Given: we have two different apps A and B
And: we GET data X from backend (Java) API
When: we pass “secret” data X from app A to app B
Then: we use a secure cookie to store data X

#controller

def index
    begin
      data = Data.find(@id)
      data_X = data['X']
      if data['X'] == "Keep"
        cookies[:X] = {
          :value => "true",
          :secure => true,
          :domain => '.www.cheriecodes.com',
          :httponly => true
        }
      elsif data['X'] == "Remove"
        cookies[:X] = {
          :value => "false",
          :secure => true,
          :domain => '.www.cheriecodes.com',
          :httponly => true
        }
      end

    # some other code here that directs to app B #
  
    rescue ActiveResource::ResourceNotFound => e
      Rails.logger.debug "#index: fails to find data"
    rescue => e
      Rails.logger.debug "#index error: #{e.message}"
    end
  end

note: yes, we should take out the cookie into its own method to keep it DRY, but that’s not my topic today d: so ahem… how do we test for cookies?

#rspec

context "when data X is equal to 'Keep'" do
    it "sets the cookie X to true" do
        Data.stub(:find).and_return({'X' => "Keep"})
        get :index
        cookies[:X].should == "true"
    end
end

but it fails miserably…

Failure/Error: cookies[:X].should == "true"
       expected: "true"
            got: nil (using ==)

What?
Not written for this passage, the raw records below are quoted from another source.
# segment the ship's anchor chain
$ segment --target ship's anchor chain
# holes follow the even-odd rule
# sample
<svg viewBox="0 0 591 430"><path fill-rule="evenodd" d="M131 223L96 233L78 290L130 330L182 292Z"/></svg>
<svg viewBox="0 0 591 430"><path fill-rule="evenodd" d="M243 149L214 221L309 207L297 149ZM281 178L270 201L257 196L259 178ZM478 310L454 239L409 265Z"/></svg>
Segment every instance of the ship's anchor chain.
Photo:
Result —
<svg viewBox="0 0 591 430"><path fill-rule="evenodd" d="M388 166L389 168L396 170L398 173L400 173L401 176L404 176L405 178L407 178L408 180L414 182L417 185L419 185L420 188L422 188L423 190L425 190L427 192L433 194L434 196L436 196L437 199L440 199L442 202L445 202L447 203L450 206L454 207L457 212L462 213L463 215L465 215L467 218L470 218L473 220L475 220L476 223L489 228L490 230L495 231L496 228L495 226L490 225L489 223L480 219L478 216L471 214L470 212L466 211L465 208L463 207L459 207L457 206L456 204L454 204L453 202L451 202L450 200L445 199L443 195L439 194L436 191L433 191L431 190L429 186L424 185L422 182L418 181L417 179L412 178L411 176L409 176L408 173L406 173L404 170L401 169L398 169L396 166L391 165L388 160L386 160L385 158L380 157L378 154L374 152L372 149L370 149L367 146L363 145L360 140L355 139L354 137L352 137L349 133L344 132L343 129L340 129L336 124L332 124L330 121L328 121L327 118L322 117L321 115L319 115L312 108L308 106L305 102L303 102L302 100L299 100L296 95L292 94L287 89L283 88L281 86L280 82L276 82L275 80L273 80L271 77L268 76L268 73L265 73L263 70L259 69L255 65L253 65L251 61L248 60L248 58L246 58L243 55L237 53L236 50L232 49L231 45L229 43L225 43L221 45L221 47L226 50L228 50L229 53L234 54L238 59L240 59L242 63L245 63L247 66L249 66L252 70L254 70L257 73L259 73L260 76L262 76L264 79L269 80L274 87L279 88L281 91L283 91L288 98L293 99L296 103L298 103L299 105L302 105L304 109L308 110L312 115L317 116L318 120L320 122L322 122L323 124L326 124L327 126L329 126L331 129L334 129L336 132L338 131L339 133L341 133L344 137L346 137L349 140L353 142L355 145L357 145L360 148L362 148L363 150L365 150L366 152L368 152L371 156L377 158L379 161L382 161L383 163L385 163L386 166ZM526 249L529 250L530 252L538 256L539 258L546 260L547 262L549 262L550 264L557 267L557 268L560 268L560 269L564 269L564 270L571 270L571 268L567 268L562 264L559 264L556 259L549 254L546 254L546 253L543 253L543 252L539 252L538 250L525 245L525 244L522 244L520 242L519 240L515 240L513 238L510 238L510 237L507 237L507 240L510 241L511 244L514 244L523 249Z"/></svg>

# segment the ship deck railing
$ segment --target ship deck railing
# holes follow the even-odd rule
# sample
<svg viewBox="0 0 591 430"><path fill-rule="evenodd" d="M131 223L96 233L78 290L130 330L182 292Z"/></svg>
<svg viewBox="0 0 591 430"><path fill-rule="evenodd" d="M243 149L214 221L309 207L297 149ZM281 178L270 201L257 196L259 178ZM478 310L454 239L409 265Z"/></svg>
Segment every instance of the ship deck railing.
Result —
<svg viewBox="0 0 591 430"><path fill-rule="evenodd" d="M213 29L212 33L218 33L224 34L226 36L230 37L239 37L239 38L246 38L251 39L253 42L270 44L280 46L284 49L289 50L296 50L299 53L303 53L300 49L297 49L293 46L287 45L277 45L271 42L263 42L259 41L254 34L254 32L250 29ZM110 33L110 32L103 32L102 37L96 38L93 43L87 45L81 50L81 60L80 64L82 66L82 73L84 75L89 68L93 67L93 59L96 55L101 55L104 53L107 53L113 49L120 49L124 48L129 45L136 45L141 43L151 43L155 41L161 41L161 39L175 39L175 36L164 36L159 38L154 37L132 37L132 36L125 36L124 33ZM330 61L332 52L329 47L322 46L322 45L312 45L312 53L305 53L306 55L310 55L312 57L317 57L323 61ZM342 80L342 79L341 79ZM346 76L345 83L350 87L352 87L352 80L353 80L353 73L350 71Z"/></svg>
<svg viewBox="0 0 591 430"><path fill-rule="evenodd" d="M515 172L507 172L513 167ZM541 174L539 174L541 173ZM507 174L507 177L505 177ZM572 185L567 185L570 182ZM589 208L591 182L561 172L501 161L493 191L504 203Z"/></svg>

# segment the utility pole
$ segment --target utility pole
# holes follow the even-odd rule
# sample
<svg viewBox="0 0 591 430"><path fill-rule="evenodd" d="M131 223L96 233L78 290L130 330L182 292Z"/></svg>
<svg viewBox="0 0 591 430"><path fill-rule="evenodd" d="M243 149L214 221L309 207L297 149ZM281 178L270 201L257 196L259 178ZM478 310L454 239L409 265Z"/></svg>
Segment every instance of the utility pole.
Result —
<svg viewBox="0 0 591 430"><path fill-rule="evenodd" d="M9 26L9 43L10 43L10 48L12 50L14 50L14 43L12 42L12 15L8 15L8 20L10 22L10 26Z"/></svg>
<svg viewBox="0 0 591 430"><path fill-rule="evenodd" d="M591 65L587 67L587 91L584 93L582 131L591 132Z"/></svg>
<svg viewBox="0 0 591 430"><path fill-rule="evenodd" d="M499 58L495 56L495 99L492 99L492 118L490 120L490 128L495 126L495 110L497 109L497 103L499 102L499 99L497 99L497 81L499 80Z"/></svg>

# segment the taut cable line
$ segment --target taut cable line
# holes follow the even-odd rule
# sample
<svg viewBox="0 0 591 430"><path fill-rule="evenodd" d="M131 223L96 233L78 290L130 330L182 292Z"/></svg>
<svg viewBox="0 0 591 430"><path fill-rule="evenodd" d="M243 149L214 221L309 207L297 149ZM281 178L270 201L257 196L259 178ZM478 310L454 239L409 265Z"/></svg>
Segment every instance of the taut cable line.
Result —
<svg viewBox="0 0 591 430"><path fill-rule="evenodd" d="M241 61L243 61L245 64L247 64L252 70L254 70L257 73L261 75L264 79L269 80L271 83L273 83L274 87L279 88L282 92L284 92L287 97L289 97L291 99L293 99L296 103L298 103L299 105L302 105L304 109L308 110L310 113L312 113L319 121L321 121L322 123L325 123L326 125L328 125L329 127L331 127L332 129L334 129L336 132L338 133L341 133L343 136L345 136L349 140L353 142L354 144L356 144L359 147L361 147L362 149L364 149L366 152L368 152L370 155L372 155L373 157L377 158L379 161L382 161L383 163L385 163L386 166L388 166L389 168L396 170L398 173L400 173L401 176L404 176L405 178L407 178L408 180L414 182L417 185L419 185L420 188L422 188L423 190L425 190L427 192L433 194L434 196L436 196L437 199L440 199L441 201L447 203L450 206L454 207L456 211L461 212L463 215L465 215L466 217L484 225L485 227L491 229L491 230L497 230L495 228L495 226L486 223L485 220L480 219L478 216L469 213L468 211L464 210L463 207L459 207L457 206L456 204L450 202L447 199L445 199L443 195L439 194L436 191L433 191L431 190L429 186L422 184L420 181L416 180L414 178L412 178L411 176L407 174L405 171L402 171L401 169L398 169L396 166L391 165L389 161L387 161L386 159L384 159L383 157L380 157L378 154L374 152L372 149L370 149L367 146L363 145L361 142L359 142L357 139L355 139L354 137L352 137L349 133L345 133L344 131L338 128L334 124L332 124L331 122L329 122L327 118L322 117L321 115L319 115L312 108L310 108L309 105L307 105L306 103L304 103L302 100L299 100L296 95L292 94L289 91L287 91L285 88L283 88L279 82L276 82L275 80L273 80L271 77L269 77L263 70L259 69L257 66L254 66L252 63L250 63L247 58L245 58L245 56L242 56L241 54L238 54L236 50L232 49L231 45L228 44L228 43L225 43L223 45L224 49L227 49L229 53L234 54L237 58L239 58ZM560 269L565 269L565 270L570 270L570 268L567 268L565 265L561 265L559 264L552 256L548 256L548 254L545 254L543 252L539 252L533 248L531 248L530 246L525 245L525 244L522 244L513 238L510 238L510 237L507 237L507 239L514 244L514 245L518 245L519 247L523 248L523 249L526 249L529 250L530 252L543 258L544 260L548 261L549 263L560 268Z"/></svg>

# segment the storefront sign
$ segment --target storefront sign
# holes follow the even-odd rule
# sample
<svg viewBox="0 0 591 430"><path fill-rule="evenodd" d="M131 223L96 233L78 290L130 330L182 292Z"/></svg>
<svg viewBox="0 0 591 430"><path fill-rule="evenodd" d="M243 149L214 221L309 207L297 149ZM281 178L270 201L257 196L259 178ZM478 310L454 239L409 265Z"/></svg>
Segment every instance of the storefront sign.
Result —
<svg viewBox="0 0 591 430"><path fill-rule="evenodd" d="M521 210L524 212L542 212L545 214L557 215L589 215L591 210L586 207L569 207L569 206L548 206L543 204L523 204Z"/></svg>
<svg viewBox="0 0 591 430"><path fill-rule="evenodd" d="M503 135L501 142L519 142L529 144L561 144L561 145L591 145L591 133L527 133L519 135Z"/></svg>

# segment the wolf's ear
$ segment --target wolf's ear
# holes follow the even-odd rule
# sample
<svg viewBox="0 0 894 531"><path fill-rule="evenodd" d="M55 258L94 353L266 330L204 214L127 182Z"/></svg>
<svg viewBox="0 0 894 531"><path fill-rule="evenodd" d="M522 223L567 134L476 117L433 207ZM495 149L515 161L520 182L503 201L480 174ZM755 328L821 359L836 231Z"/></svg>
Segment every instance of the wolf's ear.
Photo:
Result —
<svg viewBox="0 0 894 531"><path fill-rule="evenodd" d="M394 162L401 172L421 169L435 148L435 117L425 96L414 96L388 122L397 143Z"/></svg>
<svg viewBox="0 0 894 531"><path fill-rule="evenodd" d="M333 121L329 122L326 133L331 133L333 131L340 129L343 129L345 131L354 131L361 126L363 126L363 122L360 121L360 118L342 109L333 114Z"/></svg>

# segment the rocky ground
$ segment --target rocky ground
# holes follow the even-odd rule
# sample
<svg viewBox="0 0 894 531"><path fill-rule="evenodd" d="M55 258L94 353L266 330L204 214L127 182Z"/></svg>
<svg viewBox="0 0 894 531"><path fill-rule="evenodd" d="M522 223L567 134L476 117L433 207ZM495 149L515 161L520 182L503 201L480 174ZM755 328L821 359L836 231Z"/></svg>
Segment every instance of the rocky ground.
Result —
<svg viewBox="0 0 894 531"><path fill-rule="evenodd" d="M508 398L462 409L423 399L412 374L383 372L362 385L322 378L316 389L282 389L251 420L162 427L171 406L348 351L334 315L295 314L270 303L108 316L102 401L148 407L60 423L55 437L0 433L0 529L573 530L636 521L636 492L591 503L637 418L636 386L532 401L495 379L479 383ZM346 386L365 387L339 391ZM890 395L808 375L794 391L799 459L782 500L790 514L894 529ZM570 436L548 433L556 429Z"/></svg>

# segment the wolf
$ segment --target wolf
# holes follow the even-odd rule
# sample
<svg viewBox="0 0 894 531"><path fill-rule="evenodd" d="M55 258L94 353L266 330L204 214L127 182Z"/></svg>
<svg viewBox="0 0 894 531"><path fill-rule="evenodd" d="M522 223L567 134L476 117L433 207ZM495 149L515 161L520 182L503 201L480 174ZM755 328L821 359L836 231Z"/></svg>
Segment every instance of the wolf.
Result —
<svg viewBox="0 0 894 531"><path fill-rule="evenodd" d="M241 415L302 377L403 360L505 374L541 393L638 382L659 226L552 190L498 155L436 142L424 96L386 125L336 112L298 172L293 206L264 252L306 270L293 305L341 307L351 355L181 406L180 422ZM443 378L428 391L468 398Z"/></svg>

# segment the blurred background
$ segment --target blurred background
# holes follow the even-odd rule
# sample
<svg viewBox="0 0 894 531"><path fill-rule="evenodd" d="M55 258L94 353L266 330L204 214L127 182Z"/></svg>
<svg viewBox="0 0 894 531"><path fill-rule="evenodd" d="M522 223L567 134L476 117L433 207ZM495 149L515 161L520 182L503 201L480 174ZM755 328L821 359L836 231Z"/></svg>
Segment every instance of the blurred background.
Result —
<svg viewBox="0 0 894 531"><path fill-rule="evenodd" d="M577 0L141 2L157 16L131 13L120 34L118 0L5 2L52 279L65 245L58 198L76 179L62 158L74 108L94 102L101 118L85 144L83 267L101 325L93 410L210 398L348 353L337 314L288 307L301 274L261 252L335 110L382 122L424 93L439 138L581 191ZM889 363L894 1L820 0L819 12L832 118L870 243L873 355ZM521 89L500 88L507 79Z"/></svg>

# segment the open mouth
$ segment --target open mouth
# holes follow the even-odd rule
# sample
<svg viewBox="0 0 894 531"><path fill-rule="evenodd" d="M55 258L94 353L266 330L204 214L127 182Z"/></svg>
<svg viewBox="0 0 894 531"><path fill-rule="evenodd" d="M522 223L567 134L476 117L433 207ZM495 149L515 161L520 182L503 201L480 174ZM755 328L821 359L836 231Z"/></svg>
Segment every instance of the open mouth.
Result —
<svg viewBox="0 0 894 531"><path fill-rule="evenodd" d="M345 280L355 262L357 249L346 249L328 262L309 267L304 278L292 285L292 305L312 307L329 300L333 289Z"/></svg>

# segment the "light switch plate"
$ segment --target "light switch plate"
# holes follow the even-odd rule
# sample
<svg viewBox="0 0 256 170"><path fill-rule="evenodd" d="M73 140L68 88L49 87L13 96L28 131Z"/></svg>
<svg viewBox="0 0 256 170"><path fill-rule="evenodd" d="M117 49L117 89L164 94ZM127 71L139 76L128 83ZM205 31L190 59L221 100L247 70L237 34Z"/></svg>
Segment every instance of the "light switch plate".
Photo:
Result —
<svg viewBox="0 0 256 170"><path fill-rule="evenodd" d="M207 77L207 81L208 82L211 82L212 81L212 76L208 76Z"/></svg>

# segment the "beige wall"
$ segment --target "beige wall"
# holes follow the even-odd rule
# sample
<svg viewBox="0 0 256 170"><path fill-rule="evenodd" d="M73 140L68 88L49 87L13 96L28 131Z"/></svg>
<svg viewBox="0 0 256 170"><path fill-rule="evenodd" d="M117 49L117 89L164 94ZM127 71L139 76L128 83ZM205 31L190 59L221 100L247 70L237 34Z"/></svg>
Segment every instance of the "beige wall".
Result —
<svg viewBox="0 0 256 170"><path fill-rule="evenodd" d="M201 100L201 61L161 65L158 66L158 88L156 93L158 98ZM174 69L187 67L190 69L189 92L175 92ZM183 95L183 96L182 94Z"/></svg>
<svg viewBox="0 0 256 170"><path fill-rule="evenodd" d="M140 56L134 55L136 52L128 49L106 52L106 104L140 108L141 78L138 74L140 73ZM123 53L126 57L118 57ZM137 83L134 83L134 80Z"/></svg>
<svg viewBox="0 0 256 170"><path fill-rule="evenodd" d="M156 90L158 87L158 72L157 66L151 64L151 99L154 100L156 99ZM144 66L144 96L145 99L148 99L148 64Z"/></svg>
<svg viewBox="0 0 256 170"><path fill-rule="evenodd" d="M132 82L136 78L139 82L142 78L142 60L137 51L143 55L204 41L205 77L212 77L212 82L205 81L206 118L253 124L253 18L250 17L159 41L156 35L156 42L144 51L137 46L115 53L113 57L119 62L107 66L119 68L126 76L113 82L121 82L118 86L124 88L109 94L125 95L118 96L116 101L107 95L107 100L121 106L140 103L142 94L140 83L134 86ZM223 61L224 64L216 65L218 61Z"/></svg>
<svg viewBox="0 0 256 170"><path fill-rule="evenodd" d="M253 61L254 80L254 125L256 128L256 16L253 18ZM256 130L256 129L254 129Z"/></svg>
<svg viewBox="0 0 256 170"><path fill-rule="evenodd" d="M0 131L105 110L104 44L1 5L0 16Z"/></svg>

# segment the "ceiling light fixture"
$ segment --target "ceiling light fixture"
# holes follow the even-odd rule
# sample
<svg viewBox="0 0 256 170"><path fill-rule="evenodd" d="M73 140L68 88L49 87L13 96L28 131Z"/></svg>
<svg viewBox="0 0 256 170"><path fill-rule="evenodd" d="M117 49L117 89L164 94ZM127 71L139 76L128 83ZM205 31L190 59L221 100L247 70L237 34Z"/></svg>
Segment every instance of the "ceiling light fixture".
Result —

How’s that possible?? Hmm… let’s get a better view of the whole spec

describe "#index" do
    before :each do
        @mocked_cookies = mock('cookie store').as_null_object
        controller.stub(:cookies).and_return(@mocked_cookies)
        @mocked_cookies.stub(:[]).with(:country_preference).and_return(nil)
    end

    # other specs #

    context "when data X is equal to 'Keep'" do
        it "sets the cookie X to true" do
          Data.stub(:find).and_return({'X' => "Keep"})
          get :index
          cookies[:X].should == "true"
        end
    end
end

Ahhhhhhhhhhh… somebody already stubbed the cookies to return nil

so to fix this, separate out the two different specs into its own describe block and move the mocked cookies into the appropriate describe block (not the one that tests for cookies[:X]) and the test passes (:

Side Question: can you think of any other way to pass “secret” (private) information between app A and app B?